Sin embargo, la mayoría de las hojas de ruta de la IA pasan directamente de las tareas administrativas, donde la automatización está madura y las ventajas son cada vez menores, a ambiciosas apuestas en el área de atención al cliente, como la fijación dinámica de precios o la negociación asistida por IA, cuyos beneficios siempre parecen estar a un año de distancia. El área intermedia, que concentra la mayor parte del trabajo y las mayores ganancias a corto plazo, queda relegada.

Eso es un error. La clave para cerrar la brecha entre la adopción y el beneficio reside en mejorar la integración de la inteligencia: transformar un modelo capaz en uno rentable conectándolo con la forma en que se toman las decisiones. Los resultados pueden ser espectaculares. Por ejemplo, en un experimento real que realizamos, mejorar la integración de la inteligencia en un flujo de trabajo típico de la oficina intermedia elevó el éxito general del 42 % al 80 %. La resolución de los casos más difíciles aumentó del 36 % al 99 %, liberando a los expertos para tareas de mayor valor. Para ayudar a su organización a lograr un mejor rendimiento de los procesos y beneficiarse de que los humanos asuman tareas de mayor valor, recomendamos los siguientes cuatro pasos.

1. Descubre los procesos que están automatizados solo de nombre. Estos procesos funcionan sin problemas en los casos sencillos, mientras que los casos complejos se derivan a tus expertos. Pregúntate: cuando mi IA encuentra una excepción regida por una regla no escrita, ¿resuelve el caso o lo deriva a una persona? Si lo deriva, te quedas en la parte inferior de la etapa intermedia, independientemente de la cantidad de trabajo administrativo que hayas automatizado.
Al cuestionar los procesos, puedes crear tu propio mapa de calor de excepciones. Evalúa los procesos según la densidad de excepciones y el costo de escalamiento, no solo por el volumen de transacciones. Identifica los procesos donde se agrupan las excepciones y donde cada una llega a la mesa de un gerente. En nuestra investigación, descubrimos que casi una cuarta parte de las decisiones de la oficina intermedia se basan en razonamientos que ningún documento de política contempla por completo. Estas decisiones retrasan la IA y representan un valor recuperable.

2. Elija un proceso y construya un sistema que aprenda en tiempo de ejecución. Resista la tentación de centrarse en el proyecto estrella de atención al cliente. En su lugar, utilice primero los criterios del paso 1 para elegir un único proceso que presente estas señales de alerta: alto volumen de excepciones, escalamiento costoso y lógica de decisión que reside en la mente de las personas. Luego, diseñe un proceso que fomente el aprendizaje durante la operación, no solo antes de ella.
El mecanismo es fundamental. Cuando nuestro sistema piloto se encontró con una factura que no pudo resolver, registró las condiciones circundantes y formuló una pregunta específica a un aprobador sénior, en lugar de simplemente rechazarla o derivar el caso a un nivel superior. La respuesta del experto se convirtió en una regla reutilizable que se aplicó a todos los casos similares posteriores. A esto lo llamamos «aprender de un ejemplo único». Una sola corrección, en lugar de los miles de ejemplos etiquetados que requiere el aprendizaje automático convencional, fue suficiente para generalizar toda una clase de excepciones.

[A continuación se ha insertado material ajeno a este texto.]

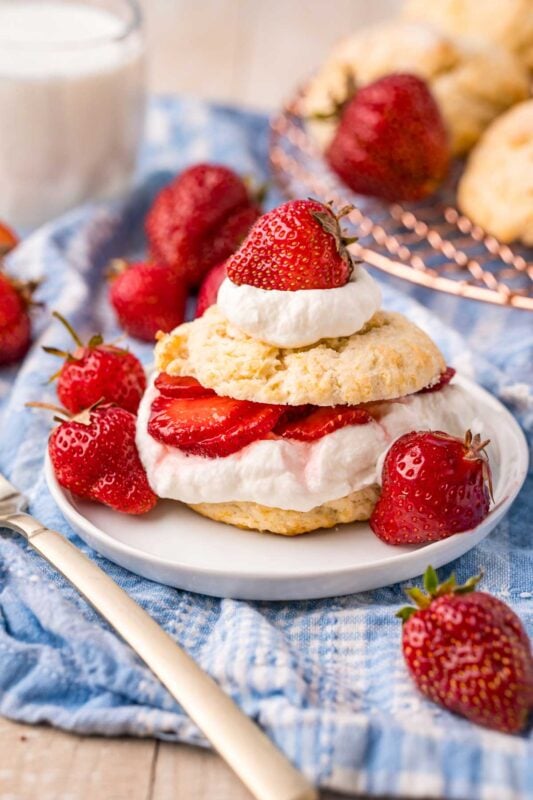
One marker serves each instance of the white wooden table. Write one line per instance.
(245, 51)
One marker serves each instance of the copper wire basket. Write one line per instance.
(429, 243)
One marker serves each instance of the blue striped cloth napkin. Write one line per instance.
(324, 678)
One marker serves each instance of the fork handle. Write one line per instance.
(261, 766)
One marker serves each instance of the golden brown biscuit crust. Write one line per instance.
(388, 358)
(496, 189)
(357, 506)
(473, 80)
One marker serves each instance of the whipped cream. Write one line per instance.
(303, 317)
(288, 474)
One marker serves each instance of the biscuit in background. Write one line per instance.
(506, 22)
(496, 189)
(473, 81)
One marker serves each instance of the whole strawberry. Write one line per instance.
(199, 220)
(94, 456)
(207, 294)
(15, 325)
(147, 298)
(469, 652)
(433, 485)
(391, 141)
(98, 372)
(298, 245)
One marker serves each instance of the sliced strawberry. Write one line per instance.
(443, 381)
(321, 421)
(248, 429)
(181, 386)
(210, 425)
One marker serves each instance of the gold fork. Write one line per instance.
(261, 766)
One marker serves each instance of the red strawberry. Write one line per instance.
(469, 652)
(94, 456)
(8, 240)
(319, 422)
(98, 372)
(443, 381)
(199, 220)
(15, 326)
(391, 141)
(207, 294)
(210, 426)
(147, 298)
(181, 386)
(298, 245)
(433, 485)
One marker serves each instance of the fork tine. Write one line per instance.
(6, 489)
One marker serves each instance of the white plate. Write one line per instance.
(175, 546)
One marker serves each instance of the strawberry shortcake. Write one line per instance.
(275, 409)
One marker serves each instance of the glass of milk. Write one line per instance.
(71, 104)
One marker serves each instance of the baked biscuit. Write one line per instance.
(472, 81)
(496, 189)
(389, 357)
(357, 506)
(507, 22)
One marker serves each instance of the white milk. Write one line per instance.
(71, 106)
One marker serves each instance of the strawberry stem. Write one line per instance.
(329, 219)
(69, 327)
(433, 589)
(50, 407)
(476, 451)
(115, 268)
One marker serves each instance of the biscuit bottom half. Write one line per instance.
(356, 507)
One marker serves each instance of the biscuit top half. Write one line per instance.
(388, 358)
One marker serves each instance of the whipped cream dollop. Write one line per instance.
(296, 319)
(289, 474)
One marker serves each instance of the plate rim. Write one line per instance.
(67, 507)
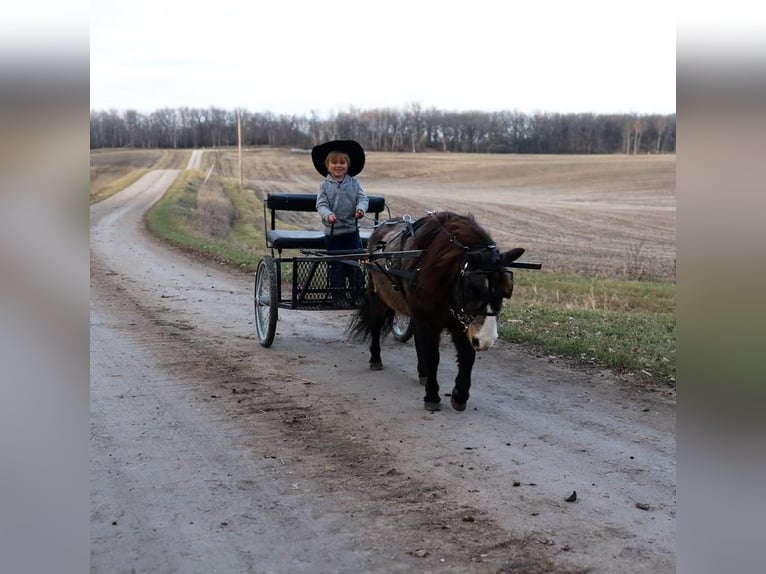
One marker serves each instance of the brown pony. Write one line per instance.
(456, 279)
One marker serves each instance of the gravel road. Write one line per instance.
(210, 453)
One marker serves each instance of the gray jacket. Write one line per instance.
(342, 199)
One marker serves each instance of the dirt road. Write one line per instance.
(210, 453)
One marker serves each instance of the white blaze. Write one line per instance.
(487, 335)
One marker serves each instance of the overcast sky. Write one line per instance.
(301, 56)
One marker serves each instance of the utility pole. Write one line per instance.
(239, 145)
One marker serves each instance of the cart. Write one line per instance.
(307, 274)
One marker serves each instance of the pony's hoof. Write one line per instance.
(458, 406)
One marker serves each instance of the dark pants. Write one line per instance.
(341, 275)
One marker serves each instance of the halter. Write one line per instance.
(491, 259)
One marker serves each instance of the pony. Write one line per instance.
(444, 272)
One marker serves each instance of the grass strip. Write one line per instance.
(639, 342)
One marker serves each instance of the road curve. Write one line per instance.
(212, 454)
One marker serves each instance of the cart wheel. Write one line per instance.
(402, 328)
(266, 300)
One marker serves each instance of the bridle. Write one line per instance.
(491, 262)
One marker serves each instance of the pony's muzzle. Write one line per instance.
(483, 333)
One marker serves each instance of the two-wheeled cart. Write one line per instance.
(306, 276)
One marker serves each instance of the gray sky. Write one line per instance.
(302, 56)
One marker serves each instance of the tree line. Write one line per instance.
(410, 129)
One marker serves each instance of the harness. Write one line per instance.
(490, 261)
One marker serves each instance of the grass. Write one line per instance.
(628, 326)
(639, 342)
(174, 218)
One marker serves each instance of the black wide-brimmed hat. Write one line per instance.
(351, 148)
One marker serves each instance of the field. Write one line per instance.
(599, 216)
(112, 170)
(602, 226)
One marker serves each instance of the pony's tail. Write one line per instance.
(372, 315)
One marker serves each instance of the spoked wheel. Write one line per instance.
(266, 299)
(402, 328)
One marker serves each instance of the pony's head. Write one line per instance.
(482, 285)
(461, 252)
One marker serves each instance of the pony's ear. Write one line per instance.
(512, 255)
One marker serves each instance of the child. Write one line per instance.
(341, 202)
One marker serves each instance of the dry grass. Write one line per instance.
(605, 216)
(215, 214)
(113, 170)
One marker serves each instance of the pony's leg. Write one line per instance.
(466, 356)
(422, 376)
(427, 345)
(377, 317)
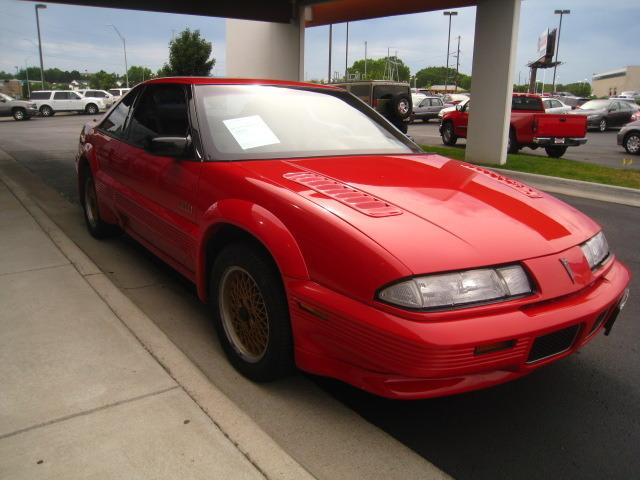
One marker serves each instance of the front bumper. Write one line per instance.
(394, 357)
(559, 141)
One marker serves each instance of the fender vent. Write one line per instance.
(352, 197)
(521, 187)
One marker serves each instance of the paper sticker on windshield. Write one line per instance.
(251, 132)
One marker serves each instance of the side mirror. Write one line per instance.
(170, 146)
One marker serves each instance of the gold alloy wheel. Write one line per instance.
(244, 314)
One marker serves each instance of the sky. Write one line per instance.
(597, 36)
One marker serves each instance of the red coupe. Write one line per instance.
(323, 238)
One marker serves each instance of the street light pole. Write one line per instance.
(446, 82)
(561, 13)
(124, 47)
(38, 7)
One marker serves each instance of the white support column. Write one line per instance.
(266, 49)
(494, 55)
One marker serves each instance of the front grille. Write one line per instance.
(553, 343)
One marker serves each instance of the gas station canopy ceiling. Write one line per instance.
(323, 12)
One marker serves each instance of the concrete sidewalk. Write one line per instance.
(81, 397)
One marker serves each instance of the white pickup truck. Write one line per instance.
(51, 101)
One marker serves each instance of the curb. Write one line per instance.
(255, 444)
(576, 188)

Consideremos el efecto en una decisión real. En un caso que estudiamos, llegaron dos facturas casi idénticas para la misma orden de compra. Una era legítima, ya que citaba una autorización ejecutiva válida para que la empresa matriz facturara el contrato de una filial. La otra era casi idéntica: mismos importes, mismos conceptos, pero su autorización nombraba a la entidad equivocada. Incluso un revisor experimentado que trabaja con un gran volumen de documentos puede pasar por alto tales discrepancias, y la automatización convencional, que se basa en campos coincidentes, a menudo las pasa por alto. Tras una explicación de un experto, el sistema aprendió a distinguirlas y mantuvo esa distinción en miles de casos posteriores.

El mismo principio se observa en uno de los resultados más fiables de nuestro análisis en el ámbito de las operaciones intermedias. Un importante banco asiático con el que colaboramos sustituyó su sistema de control de blanqueo de capitales basado en reglas, que generaba un volumen enorme de falsas alarmas, por un sistema que aprende de sus propios datos. Ahora, el sistema identifica entre dos y cuatro veces más delitos financieros reales, al tiempo que reduce el volumen de alertas en un 60 %, lo que permite a los investigadores centrarse en los casos realmente importantes. Los expertos dejan de ser meros revisores que examinan los resultados caso por caso y se convierten en instructores que establecen las reglas no escritas de una vez por todas, aprovechando así el valor del aprendizaje en tiempo real.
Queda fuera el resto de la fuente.